Tres siluetas imprevistas pasaron de largo montando sus camellos impávidos y silenciosos, una de esas sombras llevaba atada una linterna ciega en el extremo de una larga vara, como si se tratara de un vigía en la inmensidad del desierto pero brillaba como un astro en la noche.
Fue una visión fugaz, sin embargo, premonitoria. Sintió la mujer el fragor de un día de histéricos gritos de júbilo, pero también de llantos, de ramas arrancadas de las palmeras para barrer el polvo del camino. Palmas y flores silvestres en el suelo a semejanza de un tapiz de ofrendas de sumisión y amor por donde pasaría el asno sobre cuyo lomo viajaba como antaño, en el vientre, el Hijo de María.
La niña gimió de angustia y desolación. Sintió la mujer un dolor agudo en el vientre y recostó la cabeza en la testa del animal que, sorprendido, se paró de improviso. Rebuznó fuerte y de seguido una nota alta como si se tratara de una trompeta alargando un sonoro ritmo que a lo lejos consecuentes ladridos alternaban con el imprevisto canto de las aves nocturnas.

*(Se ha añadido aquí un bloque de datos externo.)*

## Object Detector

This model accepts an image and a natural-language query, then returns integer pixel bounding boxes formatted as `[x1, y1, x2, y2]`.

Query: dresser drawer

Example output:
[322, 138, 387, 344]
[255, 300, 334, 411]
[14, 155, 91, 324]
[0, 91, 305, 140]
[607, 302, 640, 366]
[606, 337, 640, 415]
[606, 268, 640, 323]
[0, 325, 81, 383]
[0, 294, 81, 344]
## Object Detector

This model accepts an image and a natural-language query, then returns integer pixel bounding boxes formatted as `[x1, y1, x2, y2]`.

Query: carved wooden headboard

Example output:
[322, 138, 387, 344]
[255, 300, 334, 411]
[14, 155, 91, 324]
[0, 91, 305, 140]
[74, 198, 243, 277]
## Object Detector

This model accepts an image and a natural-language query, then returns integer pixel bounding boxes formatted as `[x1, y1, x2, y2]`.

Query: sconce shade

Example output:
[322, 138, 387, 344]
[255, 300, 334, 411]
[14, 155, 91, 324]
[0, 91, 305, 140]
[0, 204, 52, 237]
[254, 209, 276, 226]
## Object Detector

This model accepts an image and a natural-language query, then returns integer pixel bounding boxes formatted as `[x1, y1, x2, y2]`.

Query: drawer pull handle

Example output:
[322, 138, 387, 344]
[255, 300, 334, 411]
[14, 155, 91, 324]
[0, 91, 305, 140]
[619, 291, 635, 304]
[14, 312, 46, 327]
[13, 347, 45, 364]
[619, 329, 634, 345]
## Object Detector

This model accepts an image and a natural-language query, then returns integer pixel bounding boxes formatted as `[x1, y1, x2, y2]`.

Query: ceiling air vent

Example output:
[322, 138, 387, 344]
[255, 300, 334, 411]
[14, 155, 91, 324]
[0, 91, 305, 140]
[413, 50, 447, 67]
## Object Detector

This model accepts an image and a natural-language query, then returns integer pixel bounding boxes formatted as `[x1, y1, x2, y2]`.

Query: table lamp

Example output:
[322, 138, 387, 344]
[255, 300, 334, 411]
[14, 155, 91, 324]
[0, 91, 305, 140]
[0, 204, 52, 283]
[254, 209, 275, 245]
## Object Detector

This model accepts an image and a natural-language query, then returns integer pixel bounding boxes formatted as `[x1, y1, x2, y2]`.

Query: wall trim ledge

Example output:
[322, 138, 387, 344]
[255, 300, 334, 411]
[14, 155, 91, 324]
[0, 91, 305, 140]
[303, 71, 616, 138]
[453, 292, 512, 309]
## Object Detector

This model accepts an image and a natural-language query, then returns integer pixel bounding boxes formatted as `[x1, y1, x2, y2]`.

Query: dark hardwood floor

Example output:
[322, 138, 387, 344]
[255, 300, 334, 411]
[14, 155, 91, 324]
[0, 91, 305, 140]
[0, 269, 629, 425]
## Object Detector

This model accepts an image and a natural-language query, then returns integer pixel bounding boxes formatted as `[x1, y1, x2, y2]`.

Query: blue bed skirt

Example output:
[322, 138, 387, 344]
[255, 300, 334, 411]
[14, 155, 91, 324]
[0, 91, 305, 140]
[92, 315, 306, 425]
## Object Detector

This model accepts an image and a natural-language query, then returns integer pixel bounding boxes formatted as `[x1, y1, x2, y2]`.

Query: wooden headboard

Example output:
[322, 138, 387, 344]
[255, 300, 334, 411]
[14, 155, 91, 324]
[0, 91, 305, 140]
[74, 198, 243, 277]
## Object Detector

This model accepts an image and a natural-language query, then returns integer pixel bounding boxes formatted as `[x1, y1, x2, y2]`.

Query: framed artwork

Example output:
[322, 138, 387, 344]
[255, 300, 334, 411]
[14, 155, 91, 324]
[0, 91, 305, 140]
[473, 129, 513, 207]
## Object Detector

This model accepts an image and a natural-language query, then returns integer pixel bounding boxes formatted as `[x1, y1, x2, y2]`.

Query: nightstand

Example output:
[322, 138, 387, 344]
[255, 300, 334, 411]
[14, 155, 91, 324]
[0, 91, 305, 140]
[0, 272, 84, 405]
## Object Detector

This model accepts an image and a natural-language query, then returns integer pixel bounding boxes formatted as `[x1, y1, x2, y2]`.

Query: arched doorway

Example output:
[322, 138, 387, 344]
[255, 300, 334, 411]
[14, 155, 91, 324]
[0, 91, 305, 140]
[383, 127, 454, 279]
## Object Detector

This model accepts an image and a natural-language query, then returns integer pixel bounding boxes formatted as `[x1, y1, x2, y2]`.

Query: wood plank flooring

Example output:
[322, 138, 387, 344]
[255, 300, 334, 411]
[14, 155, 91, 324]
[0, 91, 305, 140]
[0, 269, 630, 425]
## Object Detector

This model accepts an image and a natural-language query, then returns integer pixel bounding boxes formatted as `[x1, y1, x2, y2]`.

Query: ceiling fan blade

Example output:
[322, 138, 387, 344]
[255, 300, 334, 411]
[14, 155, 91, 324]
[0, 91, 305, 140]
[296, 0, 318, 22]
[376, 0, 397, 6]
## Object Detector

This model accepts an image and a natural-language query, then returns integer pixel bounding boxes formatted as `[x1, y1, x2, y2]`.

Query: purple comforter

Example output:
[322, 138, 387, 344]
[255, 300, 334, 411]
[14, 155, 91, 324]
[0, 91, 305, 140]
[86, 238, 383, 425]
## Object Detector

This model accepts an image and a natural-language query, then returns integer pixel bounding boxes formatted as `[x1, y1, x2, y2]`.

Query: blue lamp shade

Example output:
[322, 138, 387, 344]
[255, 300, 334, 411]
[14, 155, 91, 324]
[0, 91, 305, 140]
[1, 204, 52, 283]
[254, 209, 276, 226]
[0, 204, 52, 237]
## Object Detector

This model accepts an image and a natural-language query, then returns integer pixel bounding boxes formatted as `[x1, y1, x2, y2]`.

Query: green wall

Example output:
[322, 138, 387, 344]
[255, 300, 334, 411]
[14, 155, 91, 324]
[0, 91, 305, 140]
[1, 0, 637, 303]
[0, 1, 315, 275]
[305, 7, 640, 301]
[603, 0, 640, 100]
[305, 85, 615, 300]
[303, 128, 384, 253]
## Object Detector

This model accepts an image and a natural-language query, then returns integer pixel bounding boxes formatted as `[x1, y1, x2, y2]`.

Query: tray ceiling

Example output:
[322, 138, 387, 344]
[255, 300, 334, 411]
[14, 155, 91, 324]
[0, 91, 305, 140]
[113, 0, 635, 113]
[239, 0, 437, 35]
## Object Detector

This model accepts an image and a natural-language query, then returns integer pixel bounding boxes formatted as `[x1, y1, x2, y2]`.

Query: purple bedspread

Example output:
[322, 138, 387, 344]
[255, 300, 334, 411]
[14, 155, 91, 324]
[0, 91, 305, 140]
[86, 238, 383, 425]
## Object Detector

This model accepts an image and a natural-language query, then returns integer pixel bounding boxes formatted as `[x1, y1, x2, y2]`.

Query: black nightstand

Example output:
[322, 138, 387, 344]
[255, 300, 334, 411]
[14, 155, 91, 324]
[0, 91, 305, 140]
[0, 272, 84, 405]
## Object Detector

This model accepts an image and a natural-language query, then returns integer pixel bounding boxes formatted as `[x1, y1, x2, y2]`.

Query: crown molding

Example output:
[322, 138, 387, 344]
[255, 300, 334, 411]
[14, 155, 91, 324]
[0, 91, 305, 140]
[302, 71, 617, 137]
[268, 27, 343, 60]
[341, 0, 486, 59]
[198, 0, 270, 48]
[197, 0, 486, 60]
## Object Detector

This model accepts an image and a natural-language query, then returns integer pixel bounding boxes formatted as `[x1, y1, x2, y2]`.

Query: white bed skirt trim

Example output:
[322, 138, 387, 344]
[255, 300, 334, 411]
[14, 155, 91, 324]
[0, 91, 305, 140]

Hubo tal vez un gallo que confuso se sumó al concierto. El burro se encaminó presto por el olor del humo de leña quemada que fluía por entre las sombras de una gruta perdida en el silencio de la noche. De pronto las notas de un caramillo le dieron la orientación. El pastorcillo tocaba su pequeño instrumento de cañas tirado de bruces sobre pajas y ramas secas amontonadas a la brava en torno de una hoguera cuyas lenguas de fuego pintaban de amarillo los muros de la caverna. Postrado en tierra un buey dormitaba. Tres ovejas triscaban la paja y las ramas del burdo lecho del pastorcillo. Empezaron a balar alborotadas y alegres cuando entró el burro, el generoso y dócil animal dobló con cuidadosa lentitud los cuartos traseros para depositar con dulzura a la niña que se quejaba tratando de mitigar con las manos las angustias de su vientre. Guardó entre sus ropas el pastorcito su caramillo y dedicó toda su atención a la inesperada pareja. Entonces el llanto de un niño iluminó la estancia que se llenó de mirra, el burro instintivo y paternal acercó el hocico para murmurar un quedo rebuzno muy cerca de las frágiles orejas del diminuto ser que al poco rato dormía plácido en el regazo de la mujer en cuyo rostro se reflejaba la beatitud del universo. El hombre entretanto bendijo la paciencia y sumisión del burro, el instinto sabio de que el tiempo, el amor y la distancia suelen ir parejos con el ritmo del corazón.